As trading continued Tuesday morning, TVTX remained among the top percentage gainers on the Nasdaq, underscoring strong investor enthusiasm for the regulatory success. The move also lifted related names in the rare disease and biotech sectors.

With FILSPARI now approved in both IgAN and FSGS, Travere Therapeutics enters a new growth phase. Management has expressed confidence in the drug's ability to become foundational therapy in these rare kidney diseases, supported by robust clinical data and a differentiated dual endothelin and angiotensin receptor antagonist mechanism.
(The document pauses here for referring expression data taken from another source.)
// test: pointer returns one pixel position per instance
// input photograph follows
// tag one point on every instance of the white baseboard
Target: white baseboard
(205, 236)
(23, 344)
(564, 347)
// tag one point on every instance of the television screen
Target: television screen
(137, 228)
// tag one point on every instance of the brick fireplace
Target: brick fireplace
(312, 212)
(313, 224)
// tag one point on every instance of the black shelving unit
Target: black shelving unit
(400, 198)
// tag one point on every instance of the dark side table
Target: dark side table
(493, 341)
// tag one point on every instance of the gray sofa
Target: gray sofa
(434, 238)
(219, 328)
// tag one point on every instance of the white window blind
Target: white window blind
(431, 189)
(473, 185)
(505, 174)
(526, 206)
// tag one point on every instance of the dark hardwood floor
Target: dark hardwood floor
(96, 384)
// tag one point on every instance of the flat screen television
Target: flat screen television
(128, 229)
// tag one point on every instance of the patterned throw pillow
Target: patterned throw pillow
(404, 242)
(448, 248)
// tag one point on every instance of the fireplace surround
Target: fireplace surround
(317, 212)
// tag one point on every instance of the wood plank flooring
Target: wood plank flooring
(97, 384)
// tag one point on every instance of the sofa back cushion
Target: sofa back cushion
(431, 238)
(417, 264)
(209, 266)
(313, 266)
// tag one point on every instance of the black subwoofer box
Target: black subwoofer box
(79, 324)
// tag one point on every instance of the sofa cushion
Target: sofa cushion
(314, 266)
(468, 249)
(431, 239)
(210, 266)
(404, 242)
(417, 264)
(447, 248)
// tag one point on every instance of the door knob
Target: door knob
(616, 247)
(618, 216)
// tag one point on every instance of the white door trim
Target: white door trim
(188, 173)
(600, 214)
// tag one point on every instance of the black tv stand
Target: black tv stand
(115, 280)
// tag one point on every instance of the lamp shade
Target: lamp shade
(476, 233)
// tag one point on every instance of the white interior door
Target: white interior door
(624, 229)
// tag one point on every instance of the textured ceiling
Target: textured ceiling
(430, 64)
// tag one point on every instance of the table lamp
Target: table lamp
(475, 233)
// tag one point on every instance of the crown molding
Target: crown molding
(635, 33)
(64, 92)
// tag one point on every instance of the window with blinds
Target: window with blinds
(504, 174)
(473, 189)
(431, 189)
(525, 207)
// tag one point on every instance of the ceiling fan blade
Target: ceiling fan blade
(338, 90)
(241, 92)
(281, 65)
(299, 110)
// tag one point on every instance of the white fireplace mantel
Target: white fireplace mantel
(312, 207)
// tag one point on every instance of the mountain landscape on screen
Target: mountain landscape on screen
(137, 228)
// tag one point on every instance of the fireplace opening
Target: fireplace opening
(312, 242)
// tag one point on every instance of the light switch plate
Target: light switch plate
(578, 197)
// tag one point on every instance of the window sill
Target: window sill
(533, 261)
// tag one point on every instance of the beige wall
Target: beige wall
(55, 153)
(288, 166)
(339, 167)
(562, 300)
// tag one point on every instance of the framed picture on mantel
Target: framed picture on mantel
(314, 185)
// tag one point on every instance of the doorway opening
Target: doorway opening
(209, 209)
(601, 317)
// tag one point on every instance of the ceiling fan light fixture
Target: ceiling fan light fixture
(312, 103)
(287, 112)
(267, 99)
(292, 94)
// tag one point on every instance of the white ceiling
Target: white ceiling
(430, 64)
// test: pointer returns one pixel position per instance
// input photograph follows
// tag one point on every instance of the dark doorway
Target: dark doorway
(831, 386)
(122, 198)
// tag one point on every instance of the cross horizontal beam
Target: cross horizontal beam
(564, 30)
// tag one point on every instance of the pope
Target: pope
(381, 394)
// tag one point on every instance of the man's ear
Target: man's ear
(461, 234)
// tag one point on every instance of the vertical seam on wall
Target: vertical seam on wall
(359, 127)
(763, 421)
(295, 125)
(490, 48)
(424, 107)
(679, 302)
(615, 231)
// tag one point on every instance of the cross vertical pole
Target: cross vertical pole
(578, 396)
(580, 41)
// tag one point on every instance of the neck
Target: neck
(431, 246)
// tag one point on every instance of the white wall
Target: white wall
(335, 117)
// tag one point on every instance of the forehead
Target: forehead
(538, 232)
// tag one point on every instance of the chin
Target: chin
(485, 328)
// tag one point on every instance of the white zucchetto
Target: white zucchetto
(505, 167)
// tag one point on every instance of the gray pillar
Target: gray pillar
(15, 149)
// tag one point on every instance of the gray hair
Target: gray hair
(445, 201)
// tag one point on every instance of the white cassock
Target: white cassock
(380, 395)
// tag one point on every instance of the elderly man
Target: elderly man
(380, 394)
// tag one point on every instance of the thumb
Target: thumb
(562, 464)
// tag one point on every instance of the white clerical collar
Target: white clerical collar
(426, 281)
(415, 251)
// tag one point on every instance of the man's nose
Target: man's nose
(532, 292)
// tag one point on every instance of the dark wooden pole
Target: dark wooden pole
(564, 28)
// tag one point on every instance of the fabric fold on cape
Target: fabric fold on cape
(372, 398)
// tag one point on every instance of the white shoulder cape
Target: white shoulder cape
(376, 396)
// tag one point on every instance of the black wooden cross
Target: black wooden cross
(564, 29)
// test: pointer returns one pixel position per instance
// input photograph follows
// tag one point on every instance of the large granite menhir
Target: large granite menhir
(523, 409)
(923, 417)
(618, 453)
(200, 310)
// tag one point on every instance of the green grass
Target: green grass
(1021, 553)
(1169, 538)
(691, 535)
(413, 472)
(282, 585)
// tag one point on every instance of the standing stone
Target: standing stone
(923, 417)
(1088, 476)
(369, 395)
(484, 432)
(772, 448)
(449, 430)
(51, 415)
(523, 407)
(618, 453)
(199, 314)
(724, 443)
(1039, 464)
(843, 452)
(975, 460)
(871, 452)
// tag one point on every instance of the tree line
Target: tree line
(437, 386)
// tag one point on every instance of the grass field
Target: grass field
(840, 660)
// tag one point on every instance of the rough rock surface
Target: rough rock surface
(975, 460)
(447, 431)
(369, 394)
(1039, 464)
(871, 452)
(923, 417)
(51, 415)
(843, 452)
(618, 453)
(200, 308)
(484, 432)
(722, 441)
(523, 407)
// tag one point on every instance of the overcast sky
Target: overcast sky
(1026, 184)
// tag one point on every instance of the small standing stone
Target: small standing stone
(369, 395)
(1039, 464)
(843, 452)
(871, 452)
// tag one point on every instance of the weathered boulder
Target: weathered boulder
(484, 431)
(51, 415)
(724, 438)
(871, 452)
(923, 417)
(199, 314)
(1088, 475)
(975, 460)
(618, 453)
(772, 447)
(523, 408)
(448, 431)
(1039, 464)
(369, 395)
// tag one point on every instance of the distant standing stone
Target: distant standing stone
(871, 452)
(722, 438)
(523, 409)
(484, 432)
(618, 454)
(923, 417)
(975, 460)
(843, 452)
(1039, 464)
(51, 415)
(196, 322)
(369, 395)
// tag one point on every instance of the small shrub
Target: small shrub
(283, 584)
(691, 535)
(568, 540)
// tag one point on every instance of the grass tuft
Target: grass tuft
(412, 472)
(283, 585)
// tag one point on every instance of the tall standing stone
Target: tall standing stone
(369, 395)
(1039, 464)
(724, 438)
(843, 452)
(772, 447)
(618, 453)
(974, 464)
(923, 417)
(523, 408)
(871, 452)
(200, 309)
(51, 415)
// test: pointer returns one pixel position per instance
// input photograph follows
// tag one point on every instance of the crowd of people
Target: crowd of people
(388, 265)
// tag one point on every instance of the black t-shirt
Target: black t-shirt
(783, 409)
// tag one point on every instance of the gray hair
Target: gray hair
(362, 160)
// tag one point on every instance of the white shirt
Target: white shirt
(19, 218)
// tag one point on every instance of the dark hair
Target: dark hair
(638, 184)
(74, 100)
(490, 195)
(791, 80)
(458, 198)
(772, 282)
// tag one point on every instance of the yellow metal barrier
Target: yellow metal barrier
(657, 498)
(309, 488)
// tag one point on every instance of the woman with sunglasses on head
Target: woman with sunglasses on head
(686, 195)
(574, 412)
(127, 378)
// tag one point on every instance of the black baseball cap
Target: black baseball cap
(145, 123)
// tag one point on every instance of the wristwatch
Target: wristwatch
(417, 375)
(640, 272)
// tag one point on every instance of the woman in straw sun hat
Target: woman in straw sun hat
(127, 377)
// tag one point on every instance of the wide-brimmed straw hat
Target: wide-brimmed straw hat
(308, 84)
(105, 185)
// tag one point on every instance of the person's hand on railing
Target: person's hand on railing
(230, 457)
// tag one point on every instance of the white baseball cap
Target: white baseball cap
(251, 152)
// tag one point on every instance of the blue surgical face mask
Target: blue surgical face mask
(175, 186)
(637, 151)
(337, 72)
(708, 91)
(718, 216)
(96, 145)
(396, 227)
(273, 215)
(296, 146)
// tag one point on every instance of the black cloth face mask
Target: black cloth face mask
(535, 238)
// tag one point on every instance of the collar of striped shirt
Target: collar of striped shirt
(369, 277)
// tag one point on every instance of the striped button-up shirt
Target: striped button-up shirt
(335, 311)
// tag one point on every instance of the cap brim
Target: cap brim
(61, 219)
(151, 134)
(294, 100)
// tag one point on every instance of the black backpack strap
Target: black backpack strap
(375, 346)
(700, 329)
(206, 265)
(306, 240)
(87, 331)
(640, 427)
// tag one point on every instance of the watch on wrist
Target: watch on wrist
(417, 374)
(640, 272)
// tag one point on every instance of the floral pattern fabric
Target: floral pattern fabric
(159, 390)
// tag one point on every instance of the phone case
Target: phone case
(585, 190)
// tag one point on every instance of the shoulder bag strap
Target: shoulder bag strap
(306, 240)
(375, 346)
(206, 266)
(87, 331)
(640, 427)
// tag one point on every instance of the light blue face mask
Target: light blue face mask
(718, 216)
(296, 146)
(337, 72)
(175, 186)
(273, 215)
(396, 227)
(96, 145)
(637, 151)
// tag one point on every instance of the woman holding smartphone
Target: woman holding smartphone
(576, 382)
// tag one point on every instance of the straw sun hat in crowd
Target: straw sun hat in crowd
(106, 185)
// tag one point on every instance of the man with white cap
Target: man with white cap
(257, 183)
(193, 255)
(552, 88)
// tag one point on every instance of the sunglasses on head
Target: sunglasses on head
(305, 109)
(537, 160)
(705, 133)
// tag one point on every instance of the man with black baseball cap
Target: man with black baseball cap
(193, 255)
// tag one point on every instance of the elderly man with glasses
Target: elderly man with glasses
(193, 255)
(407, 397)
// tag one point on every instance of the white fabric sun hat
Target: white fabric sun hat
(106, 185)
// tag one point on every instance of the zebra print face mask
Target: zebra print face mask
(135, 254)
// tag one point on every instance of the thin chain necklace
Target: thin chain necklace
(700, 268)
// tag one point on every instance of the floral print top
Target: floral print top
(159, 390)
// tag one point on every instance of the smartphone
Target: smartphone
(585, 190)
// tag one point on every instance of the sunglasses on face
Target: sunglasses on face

The company's cash position provides runway to support the FSGS launch while advancing the HARMONY study and exploring additional opportunities. A $25 million sales-based milestone payment from partner Mirum Pharmaceuticals is expected in the first half of 2026, further bolstering finances.

Tuesday's dramatic stock rally caps a volatile period for Travere that included the January PDUFA extension, subsequent recovery and now a decisive positive outcome. For a company whose fortunes are closely tied to its lead asset, the dual approvals solidify FILSPARI's role as a cornerstone product with multi-indication potential.

As the market digests the news, attention will shift to execution. Successful commercialization in FSGS could drive revenue toward new highs and validate Travere's approach to rare disease drug development. For now, investors are celebrating a clear win that delivers both clinical and financial upside.

Travere Therapeutics' journey from clinical development challenges to dual approvals illustrates the high-risk, high-reward nature of biotech innovation. With FILSPARI now positioned to address two serious rare kidney conditions, the company is better equipped than ever to deliver long-term value to patients and shareholders alike.